A Chicago native, Ammons had an ability to infuse originals and standards with preachy yet elegant clouds of sound, contributing to what became known as “soul jazz”. A pioneering tenor saxophonist in bebop jazz, cool school jazz, and, later, soul jazz, Gene “Jug” Ammons played alongside several of the bebop and postbop eras’ most noted players, including Charlie Parker, Dexter Gordon, John Coltrane, Art Blakey, Fats Navarro and Sonny Stitt to name a few.

Ammons developed a playing style that was initially inspired by Lester Young. This style alternately featured strong powerful playing punctuated with sharp bursts or “honks” and low, deep notes while playing ballads. Ammons played a rich, soulful music overlaid with an aggressive attack – a style that moved him towards the outer edges of the bop tradition yet never quite slipped over into fully fledged soul or R&B. Ammons enjoyed considerable success thanks in part to his enthusiastic playing and the concurrent popularity of jazz soul music throughout the 60s.

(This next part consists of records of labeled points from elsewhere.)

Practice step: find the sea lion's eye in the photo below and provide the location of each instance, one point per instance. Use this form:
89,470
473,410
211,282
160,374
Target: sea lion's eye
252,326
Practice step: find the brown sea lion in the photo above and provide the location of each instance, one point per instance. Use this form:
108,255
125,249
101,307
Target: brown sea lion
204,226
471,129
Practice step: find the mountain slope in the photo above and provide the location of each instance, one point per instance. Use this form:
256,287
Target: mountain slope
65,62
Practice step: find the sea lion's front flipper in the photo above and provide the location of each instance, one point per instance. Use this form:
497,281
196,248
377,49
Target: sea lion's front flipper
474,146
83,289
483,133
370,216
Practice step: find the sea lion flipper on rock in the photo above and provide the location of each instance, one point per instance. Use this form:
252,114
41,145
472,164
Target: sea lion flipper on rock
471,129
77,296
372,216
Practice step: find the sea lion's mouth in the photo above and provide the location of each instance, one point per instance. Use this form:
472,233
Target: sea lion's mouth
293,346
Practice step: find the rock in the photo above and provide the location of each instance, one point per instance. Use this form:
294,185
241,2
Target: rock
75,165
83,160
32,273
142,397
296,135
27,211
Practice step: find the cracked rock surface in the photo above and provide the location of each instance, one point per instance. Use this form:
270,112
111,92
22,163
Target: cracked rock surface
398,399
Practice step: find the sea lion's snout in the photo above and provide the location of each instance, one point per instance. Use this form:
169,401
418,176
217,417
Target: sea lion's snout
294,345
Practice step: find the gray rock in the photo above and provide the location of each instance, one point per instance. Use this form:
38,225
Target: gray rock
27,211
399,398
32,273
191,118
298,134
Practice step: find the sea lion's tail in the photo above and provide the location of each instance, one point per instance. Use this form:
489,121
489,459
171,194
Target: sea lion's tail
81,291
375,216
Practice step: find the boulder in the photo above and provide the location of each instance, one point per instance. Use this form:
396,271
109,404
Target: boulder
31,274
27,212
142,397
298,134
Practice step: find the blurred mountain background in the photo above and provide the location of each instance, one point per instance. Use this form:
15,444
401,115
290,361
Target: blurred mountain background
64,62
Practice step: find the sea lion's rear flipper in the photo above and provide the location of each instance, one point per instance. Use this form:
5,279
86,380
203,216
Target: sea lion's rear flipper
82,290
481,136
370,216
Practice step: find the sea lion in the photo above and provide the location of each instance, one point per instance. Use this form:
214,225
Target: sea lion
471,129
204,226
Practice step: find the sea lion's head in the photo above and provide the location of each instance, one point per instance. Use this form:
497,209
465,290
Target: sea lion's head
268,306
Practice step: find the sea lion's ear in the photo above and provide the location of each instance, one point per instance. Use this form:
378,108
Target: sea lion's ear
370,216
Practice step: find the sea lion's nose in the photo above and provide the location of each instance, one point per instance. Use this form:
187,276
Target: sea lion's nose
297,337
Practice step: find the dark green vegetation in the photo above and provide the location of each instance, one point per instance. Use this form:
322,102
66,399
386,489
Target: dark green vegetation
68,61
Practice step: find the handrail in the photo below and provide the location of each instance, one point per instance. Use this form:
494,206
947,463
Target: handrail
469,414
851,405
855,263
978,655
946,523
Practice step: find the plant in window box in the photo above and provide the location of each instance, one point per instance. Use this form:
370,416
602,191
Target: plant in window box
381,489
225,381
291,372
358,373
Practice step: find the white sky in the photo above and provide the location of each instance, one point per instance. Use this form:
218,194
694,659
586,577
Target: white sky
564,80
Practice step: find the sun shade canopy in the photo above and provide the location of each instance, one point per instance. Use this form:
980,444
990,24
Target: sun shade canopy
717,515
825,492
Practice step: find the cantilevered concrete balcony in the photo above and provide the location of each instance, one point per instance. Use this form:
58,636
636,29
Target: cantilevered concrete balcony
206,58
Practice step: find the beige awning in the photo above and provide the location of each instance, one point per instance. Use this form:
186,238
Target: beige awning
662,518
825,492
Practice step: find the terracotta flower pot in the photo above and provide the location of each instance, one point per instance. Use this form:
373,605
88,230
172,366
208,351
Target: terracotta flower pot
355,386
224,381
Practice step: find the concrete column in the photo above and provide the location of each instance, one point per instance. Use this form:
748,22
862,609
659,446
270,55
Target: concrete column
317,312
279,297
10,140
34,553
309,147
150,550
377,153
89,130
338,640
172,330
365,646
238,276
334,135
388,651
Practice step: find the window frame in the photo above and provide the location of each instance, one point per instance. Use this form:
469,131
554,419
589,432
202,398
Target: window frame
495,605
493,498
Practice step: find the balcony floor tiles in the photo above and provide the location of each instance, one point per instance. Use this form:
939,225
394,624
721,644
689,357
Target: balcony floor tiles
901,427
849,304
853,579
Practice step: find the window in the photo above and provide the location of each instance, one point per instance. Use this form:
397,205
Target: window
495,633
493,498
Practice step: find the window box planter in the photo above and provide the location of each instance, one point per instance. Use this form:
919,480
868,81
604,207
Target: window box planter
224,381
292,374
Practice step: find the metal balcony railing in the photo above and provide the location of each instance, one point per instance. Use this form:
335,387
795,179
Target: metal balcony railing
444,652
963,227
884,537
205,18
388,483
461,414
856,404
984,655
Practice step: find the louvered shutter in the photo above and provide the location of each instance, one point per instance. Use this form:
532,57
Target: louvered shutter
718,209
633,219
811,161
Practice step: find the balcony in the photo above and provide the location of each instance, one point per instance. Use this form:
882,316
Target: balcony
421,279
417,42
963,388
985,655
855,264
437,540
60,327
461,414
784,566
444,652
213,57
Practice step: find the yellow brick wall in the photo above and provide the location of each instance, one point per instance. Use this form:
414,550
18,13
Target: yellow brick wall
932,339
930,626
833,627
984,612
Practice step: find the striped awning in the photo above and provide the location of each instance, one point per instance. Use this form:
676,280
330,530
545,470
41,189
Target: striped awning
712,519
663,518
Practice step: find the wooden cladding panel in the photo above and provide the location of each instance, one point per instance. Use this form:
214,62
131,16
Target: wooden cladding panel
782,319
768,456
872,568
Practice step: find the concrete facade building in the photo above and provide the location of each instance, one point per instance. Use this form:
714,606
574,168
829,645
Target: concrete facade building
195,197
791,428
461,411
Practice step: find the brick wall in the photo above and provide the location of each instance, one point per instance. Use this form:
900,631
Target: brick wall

Besides co-leading a two tenor group in the early ’50s with Sonny Stitt, Ammons worked as a single throughout his career, recording frequently in settings ranging from quartets and organ combos to all-star jam sessions. Drug problems kept him in prison during much of 1958-1960 and, due to a particularly stiff sentence, 1962-1969.

When Ammons returned to the scene in 1969, he opened up his style a bit, including some of the emotional cries of the avant-garde while utilizing funky rhythm sections, but he was still able to battle Sonny Stitt on his own terms. Ironically, the last song that he ever recorded (just a short time before he was diagnosed with terminal cancer in 1974) was “Goodbye.”